France’s AXA SA announced that, following discussions, it has filed its Annual Report on Form 20-F for the year ended December 31, 2002 with the Securities and Exchange Commission. The figures were compiled using U.S. GAAP principles, which require more stringent impairment reserves than French accounting rules.
“The Form 20-F includes the Company’s primary financial statements in French GAAP and also includes a reconciliation of the Company’s net income and shareholder’s equity from French GAAP to US GAAP,” said the bulletin. As a result 2001 net income is now stated at 356 million euros ($407 million) and the net loss AXA suffered in 2002 is 2.587 billion euros ($2.962 billion).
AXA explained that “The French GAAP to US GAAP reconciliation in the Company’s 2002 Form 20-F includes a restatement of the Company’s 2001 US GAAP net income, reflecting the Company’s application of more stringent impairment rules for investment securities. The net impact of these additional impairments on the Company’s 2001 US GAAP net income is approximately Euro 1.1 billion [$1.26 billion] and was made by the Company following discussions with the SEC on its Form 20-F for the year ended December 31, 2001.

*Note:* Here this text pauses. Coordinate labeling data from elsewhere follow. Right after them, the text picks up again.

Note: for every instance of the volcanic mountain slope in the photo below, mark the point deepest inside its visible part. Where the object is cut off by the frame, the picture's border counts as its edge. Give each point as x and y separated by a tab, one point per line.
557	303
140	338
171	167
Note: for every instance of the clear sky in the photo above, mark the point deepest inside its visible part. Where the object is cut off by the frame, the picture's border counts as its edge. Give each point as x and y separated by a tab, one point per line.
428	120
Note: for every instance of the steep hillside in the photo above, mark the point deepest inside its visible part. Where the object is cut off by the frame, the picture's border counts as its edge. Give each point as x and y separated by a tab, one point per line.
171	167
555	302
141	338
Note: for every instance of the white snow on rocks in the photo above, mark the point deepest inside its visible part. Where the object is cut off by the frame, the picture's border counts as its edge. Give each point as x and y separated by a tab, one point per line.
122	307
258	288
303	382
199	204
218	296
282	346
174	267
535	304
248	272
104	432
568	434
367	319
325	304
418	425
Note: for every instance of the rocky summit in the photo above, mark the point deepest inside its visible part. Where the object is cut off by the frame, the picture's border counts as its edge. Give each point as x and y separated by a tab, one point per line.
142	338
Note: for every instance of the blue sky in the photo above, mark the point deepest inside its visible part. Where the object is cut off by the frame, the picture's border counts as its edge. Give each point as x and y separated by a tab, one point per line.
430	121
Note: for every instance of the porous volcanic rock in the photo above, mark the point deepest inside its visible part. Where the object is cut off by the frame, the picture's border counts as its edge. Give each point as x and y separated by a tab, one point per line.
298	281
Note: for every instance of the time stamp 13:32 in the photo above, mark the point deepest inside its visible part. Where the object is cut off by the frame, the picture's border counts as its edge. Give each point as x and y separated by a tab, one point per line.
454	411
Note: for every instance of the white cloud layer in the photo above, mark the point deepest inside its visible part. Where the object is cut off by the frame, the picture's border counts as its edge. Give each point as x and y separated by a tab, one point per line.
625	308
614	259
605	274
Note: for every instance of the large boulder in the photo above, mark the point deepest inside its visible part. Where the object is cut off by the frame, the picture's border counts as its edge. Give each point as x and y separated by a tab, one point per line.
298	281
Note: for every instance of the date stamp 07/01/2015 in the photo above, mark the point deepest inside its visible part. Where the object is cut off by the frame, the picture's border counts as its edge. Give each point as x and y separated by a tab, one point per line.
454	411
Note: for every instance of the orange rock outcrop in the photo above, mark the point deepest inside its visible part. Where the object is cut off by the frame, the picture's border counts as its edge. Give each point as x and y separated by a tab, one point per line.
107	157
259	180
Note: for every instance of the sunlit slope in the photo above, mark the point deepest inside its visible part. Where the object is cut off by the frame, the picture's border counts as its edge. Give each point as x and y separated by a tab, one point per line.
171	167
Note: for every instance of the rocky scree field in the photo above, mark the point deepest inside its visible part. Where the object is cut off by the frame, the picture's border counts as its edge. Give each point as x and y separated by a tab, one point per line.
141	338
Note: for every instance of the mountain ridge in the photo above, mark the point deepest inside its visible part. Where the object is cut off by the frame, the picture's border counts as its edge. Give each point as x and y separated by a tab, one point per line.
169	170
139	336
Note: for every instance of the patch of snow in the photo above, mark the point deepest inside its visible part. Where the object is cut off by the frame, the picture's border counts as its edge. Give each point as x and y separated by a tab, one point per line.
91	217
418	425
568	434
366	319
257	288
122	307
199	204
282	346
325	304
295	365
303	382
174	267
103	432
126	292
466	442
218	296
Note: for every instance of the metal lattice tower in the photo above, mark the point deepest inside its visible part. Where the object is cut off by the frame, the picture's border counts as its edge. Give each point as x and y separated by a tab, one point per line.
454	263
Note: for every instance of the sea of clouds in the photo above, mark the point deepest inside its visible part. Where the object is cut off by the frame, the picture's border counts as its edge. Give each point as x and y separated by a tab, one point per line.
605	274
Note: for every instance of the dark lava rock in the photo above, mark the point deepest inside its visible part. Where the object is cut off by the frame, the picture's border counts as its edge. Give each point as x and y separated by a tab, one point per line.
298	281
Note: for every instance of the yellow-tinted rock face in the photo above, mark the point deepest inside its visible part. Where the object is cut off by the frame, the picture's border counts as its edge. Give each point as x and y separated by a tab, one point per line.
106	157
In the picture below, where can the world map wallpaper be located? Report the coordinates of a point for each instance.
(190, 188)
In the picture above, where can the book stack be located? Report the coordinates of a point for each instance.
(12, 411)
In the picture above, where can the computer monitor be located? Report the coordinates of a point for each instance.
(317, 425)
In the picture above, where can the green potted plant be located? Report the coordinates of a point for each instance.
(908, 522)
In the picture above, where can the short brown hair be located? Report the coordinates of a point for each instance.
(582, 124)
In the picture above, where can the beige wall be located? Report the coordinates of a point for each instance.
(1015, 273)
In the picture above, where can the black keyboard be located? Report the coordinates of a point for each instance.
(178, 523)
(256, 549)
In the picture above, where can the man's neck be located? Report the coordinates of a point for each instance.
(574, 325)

“The more stringent impairment rules have resulted primarily in AXA systematically writing down to market value, through the US GAAP income statement, equity securities that have been in an unrealized loss position for more than 6 months or more than 20%,” the announcement continued. “Consequently the remaining unrealized losses on equity securities, not impaired through the income statement as of December 31st 2002, is limited to Euro 0.3 billion [$343 million] gross of policyholder benefits, DAC and tax.”
AXA said the adjustment did not impact consolidated shareholders’ equity, as determined under US GAAP rules, as of December 31, 2001 nor as of December 31, 2002 “as the unrealized effect of the decreased market value of its investment securities was already recorded through ‘Other comprehensive income’ (a separate component within shareholders’ equity) in those periods. Impairments on invested assets have no effect on AXA’s embedded value or solvency capital.”